Do I just ignore my gut feelings regarding her getting emeshed with someone else and continue to go crazy and allow it to happen or am I able to step out of the picture and preserve my sanity? 


domino123 welcome, this is a good place to be !

You said, ":)o I just ignore my gut feelings",

I have to tell you from life experience, and I am fifty two years old now, I have to tell you to trust your gut.

You also wrote, "or am I able to step out of the picture and preserve my sanity",

I believe that trusting your inner person, your gut as they say, will get you out of most troubles in life, whatever you want to call it, a "sixth sense", beyond all the rest, touch, hearing, sight, so forth and so on, .I have come to believe that this inner instinct is never wrong.
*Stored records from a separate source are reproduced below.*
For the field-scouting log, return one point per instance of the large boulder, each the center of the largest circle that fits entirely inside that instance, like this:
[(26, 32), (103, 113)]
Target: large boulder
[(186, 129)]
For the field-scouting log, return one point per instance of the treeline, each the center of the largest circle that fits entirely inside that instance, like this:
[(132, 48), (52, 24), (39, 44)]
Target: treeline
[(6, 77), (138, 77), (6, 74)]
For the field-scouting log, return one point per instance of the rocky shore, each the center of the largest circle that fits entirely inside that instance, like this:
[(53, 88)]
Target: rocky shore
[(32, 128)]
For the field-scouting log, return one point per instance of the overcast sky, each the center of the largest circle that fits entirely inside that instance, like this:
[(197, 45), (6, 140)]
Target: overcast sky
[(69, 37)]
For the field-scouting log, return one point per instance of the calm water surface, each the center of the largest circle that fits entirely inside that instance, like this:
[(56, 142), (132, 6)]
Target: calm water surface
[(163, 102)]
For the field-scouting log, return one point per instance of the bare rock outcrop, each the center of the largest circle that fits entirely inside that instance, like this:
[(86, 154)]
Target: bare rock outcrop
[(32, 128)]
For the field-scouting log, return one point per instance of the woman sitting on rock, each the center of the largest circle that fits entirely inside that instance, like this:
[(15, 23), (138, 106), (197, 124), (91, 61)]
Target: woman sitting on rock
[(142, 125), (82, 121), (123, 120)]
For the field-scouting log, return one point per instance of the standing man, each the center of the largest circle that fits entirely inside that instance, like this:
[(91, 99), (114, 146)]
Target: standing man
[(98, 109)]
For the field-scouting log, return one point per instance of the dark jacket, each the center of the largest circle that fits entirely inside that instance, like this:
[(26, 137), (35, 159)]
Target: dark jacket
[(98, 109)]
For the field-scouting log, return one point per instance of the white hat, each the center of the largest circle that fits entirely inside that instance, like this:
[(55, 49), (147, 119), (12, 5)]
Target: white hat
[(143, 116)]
If you lose yourself, ie' your own sanity, as you wrote, then you are headed down a dangerous path, I can surmise by your posts that you have been quite lost in this for a few years, .my first wife left me several times, and I was married to her for twenty-two years, I should have listened to my own "gut" many times, as it was right every time... .and had I listened, I would have done what was necessary to preserve my own sanity, which I did lose on many occasions while I was married to her.

Such as life, most lesson learned the hard way.

Hang in there, and be strong, and evaluate your situation, be honest with yourself.